We spoke to a group of the UK’s most successful finance directors, gathered at a recent FD Recruit – FD & CFO Conference, to learn ways in which they are assisting their organisation’s ongoing survival.

Leave your ego at the door

One of the main reasons given for the lack of attention given to succession planning is time and priorities. But one of the unspoken reasons that many individuals wrestle with is the thought that the business will not only survive, but thrive long after they have any influence.

If this is you, you need to reframe the problem. Succession planning is not merely about recruiting your own replacement, it’s about building a legacy.
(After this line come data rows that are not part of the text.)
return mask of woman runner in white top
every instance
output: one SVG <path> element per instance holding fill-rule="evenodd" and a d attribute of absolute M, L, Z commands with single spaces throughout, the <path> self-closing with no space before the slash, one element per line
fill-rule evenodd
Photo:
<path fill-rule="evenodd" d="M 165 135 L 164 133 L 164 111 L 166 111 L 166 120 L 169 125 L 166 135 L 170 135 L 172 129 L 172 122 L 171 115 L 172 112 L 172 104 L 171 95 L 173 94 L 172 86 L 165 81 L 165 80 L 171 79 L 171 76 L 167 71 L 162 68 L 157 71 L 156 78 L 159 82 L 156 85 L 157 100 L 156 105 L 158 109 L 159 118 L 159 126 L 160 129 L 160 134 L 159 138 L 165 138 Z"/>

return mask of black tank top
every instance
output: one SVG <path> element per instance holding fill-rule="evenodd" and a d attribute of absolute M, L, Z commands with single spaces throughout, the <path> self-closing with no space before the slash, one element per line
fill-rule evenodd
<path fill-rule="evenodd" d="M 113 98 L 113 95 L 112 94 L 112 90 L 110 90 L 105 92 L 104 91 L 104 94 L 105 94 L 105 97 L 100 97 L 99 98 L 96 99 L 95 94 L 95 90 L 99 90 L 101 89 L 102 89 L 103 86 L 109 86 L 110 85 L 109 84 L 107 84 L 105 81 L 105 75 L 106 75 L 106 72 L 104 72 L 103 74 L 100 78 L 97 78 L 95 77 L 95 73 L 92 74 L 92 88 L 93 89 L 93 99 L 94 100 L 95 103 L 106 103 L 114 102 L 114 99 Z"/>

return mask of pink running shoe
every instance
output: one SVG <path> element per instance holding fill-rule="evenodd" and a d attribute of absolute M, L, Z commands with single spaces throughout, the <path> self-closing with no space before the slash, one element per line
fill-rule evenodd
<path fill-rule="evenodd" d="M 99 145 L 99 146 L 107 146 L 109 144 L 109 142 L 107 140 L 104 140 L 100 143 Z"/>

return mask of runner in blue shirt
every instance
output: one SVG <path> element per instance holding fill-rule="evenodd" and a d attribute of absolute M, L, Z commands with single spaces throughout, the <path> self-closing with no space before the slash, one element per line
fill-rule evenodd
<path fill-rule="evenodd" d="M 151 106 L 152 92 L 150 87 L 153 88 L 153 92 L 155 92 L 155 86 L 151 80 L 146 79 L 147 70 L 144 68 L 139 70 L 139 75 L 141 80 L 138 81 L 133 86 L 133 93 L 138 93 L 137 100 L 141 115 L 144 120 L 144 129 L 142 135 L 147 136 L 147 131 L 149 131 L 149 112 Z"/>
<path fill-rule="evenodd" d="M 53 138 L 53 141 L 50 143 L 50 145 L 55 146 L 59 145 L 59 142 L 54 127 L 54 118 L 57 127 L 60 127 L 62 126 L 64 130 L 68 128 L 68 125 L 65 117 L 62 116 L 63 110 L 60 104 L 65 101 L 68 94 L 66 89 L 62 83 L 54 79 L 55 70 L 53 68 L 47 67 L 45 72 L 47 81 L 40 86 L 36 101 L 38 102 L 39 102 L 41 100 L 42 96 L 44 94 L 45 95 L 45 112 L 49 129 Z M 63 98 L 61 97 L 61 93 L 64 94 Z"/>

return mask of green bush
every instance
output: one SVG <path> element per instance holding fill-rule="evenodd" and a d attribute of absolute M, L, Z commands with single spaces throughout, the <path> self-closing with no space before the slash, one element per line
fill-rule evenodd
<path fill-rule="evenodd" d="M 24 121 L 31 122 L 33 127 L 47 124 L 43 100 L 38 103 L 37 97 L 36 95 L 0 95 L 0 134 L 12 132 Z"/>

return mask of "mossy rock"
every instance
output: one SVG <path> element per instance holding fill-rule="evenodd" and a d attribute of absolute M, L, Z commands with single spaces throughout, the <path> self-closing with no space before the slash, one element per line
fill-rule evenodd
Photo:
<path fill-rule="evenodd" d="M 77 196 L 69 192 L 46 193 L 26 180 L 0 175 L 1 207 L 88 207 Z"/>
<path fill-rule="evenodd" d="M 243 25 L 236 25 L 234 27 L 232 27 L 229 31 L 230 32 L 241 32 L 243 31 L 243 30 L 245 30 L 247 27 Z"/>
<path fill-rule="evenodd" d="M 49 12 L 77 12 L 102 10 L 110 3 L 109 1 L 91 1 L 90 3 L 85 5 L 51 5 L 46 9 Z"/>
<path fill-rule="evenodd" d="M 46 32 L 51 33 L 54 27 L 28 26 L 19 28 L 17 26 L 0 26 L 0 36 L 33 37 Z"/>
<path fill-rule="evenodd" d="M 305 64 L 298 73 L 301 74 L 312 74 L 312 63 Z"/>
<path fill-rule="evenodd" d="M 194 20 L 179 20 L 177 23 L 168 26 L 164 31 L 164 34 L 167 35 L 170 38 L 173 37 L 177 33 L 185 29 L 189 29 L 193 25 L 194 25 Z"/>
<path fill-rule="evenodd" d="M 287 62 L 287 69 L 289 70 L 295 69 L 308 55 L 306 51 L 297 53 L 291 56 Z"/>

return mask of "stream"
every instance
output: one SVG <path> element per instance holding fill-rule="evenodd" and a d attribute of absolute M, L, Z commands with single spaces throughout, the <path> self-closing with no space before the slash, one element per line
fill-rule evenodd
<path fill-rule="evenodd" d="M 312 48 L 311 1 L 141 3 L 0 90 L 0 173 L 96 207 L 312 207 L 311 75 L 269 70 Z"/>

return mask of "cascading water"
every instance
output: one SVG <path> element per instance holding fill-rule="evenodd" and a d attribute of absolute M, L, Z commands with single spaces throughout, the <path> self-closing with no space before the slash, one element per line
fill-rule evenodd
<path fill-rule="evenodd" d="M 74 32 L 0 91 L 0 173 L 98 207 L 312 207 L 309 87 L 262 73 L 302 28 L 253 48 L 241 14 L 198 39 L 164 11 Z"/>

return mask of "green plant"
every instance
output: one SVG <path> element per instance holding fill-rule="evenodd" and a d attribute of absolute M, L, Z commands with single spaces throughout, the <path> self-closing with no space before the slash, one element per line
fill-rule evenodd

One day, you’re going to want to retire, or, for other reasons you either won’t want to or be able to continue.

Either way, it’s important for everybody else within the business that you establish a way it can continue after you. And if you do this successfully, your contributions will long outlast your presence.

Work out what’s needed

The best way to map out a successful succession strategy is not to identify who on your current team can step up into which roles, but to first define the roles and identify what tasks and responsibilities need fulfilling.

In some cases you may have already hired a perfect replacement, but in others you will need to look outside the business. But most of all, it’s important not to shoehorn the ‘best fit’ into a vital role, which will only upset the stability of the business.

Promote with care

Ideally, you will be able to promote from within to fill a future vacancy. This will give you the opportunity to mentor and train and ease an individual in gradually.
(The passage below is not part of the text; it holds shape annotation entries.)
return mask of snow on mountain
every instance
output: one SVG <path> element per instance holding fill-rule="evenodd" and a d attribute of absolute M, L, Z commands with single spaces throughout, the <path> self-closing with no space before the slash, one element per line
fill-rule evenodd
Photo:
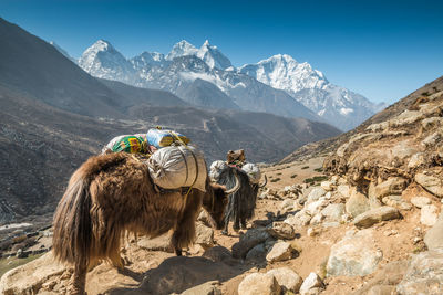
<path fill-rule="evenodd" d="M 79 66 L 93 76 L 136 85 L 137 71 L 114 46 L 99 40 L 83 52 Z"/>
<path fill-rule="evenodd" d="M 206 40 L 205 43 L 197 52 L 197 57 L 202 59 L 209 67 L 225 70 L 231 66 L 230 61 L 226 57 L 217 46 L 213 46 L 209 44 L 209 41 Z"/>
<path fill-rule="evenodd" d="M 235 69 L 208 41 L 197 49 L 183 40 L 166 56 L 144 52 L 127 61 L 109 42 L 99 40 L 83 53 L 79 65 L 93 76 L 169 91 L 204 107 L 238 106 L 322 119 L 342 130 L 356 127 L 384 106 L 331 84 L 309 63 L 299 63 L 287 54 Z"/>
<path fill-rule="evenodd" d="M 175 57 L 186 56 L 186 55 L 195 55 L 197 54 L 198 50 L 187 42 L 186 40 L 182 40 L 181 42 L 176 43 L 171 52 L 166 55 L 167 61 L 172 61 Z"/>
<path fill-rule="evenodd" d="M 362 95 L 331 84 L 323 73 L 313 70 L 309 63 L 298 63 L 287 54 L 244 65 L 238 72 L 287 92 L 342 130 L 358 126 L 384 107 L 383 104 L 375 105 Z"/>

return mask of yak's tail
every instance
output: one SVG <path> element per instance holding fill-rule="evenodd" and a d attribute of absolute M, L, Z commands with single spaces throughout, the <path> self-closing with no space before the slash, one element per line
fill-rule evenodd
<path fill-rule="evenodd" d="M 89 265 L 92 244 L 90 180 L 82 167 L 74 172 L 53 220 L 55 259 Z"/>

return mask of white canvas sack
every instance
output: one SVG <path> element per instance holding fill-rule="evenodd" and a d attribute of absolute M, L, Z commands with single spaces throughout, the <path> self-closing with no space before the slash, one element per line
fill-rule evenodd
<path fill-rule="evenodd" d="M 206 191 L 206 162 L 193 146 L 169 146 L 155 151 L 147 160 L 155 185 L 164 189 L 193 187 Z"/>

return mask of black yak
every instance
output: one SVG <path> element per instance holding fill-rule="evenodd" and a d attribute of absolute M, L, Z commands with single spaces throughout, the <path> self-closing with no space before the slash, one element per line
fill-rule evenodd
<path fill-rule="evenodd" d="M 171 243 L 181 255 L 182 247 L 195 238 L 202 206 L 215 224 L 223 224 L 226 194 L 238 185 L 233 187 L 226 190 L 207 179 L 206 192 L 161 192 L 147 165 L 136 156 L 116 152 L 91 157 L 72 175 L 54 213 L 54 255 L 74 265 L 69 293 L 84 294 L 87 268 L 100 260 L 123 267 L 120 245 L 125 232 L 155 238 L 173 230 Z"/>
<path fill-rule="evenodd" d="M 236 179 L 240 182 L 240 188 L 230 193 L 228 197 L 228 204 L 225 212 L 225 229 L 223 234 L 228 234 L 229 221 L 233 220 L 233 228 L 235 231 L 246 229 L 246 221 L 254 217 L 256 208 L 258 189 L 267 183 L 265 176 L 265 183 L 258 185 L 250 181 L 249 176 L 241 169 L 228 166 L 224 161 L 215 161 L 210 166 L 210 177 L 214 181 L 226 188 L 233 188 Z"/>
However, be careful when doing this, as that individual will have peers looking on. Make your selection process as transparent as possible, decisions should be made objectively. You don’t want your chosen recruit being envied because of their mentoring. And be aware that an interested party who isn’t selected might feel they are unappreciated, or that their future opportunities are limited. Many unsuccessful candidates will look for new pastures at this point.

Don’t hire a photocopy of yourself

Whatever made you successful at your role clearly worked, and that’s great. But your success was handling current issues, and those of five, ten or more years ago. A version of your business that is in the past.

Remember that when you’re selecting a successor, you’re installing somebody who will be making decisions based on a future variant of the business, addressing problems that will arise in five or ten years’ time.

Some skills you possess you will want to see mirrored in your replacement, but others, such as your background, your experience, your methods and your long-term goals, don’t need to be the same. Opt for someone who will be great in your role in a decade’s time, whatever that may entail.

It’s not all about the cash

If you’re looking to replace stakeholders and there’s investment on the table, don’t automatically opt for the highest bidder. Sure, that huge cheque will make your bank account look great once it clears, but how long is that good feeling going to last if you opt for someone with the wrong objectives, the wrong ethos or who simply has more money than sense?

Don’t be swayed by someone with deep pockets. Instead, pick someone with a deep understanding of your organisation, someone who will keep the business in good shape for years to come.

Review regularly

It’s crucial that you review your succession plan occasionally. Maybe every year. Situations change, people change, markets change, and what you put into place a year or more ago isn’t necessarily right for right now.

But that said, be careful not to chop and change on a whim. If you’re mentoring an individual, or you have other systems set up in place, don’t go changing things unnecessarily and playing fast and loose with an individual’s career. Check that your plan is still relevant, but don’t make sweeping changes unless it’s over something important.